Arte por Luana Benedito e Maria Luísa Bassan

Dois corpos não podem ocupar o mesmo lugar, alega a metafísica. Às vezes, dois seres não deveriam nem ocupar o mesmo ambiente. A paz vai embora e a tensão toma conta ao encontrar com aquela pessoa.


Quando a antipatia se instala, nem o distanciamento físico garantido pelas telas de computador resolve. Giovana que o diga. Enquanto todos a esperavam na reunião online do trabalho, ela encarava a tela de início do Google Meets, seus ombros enrijeciam e o peito enchia de angústia. O assunto nem era tão importante, a fonte do desconforto era outra: a colega de trabalho. Nem longe a paz chega. “Quando eu tirei férias, tive pesadelos voltando a conversar com ela”, desabafou.

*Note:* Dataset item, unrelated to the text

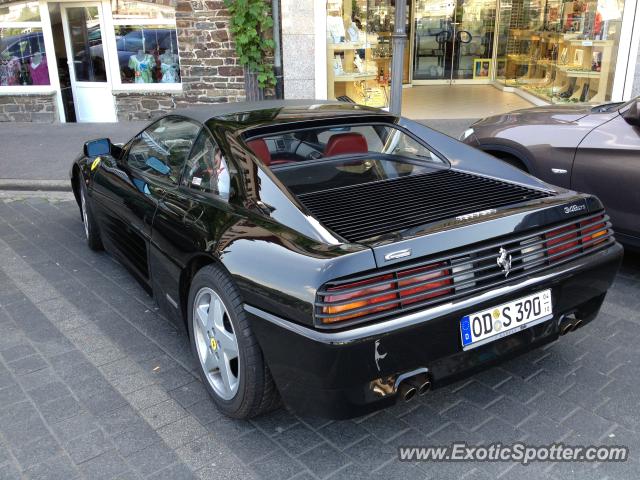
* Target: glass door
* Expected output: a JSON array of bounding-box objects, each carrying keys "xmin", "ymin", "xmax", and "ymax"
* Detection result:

“Pelo menos você não convive com a presença da pessoa!”, respondeu Álvaro, indignado. Tem parente que longe é melhor. Até os almoços de família, que eram para ser leves e afetuosos, vão por água abaixo quando o tal cunhado toca a campainha. Vixe! A alegria se esvazia como balão de festa no dia seguinte.


A psicóloga, Leila, aconselhou: ninguém é obrigado a gostar de ninguém, e o melhor é manter distância. Mas, quando ela faz falta, nos resta apenas manter o respeito para que a relação seja harmoniosa. Ao ouvir isso, rompe um suspiro: “mas quando um não quer, dois não fazem”.


A dona desse suspiro é Jéssica. Ela convive com o padrasto na mesma casa, dividindo a mesa do café da manhã e compartilhando o churrasco de domingo. Isso num ambiente em que a enteada tem seus hábitos cerceados pelo dito cujo. Ama dançar? Não pode. Receber amigos? Nem pensar! Shorts curto? Em casa jamais!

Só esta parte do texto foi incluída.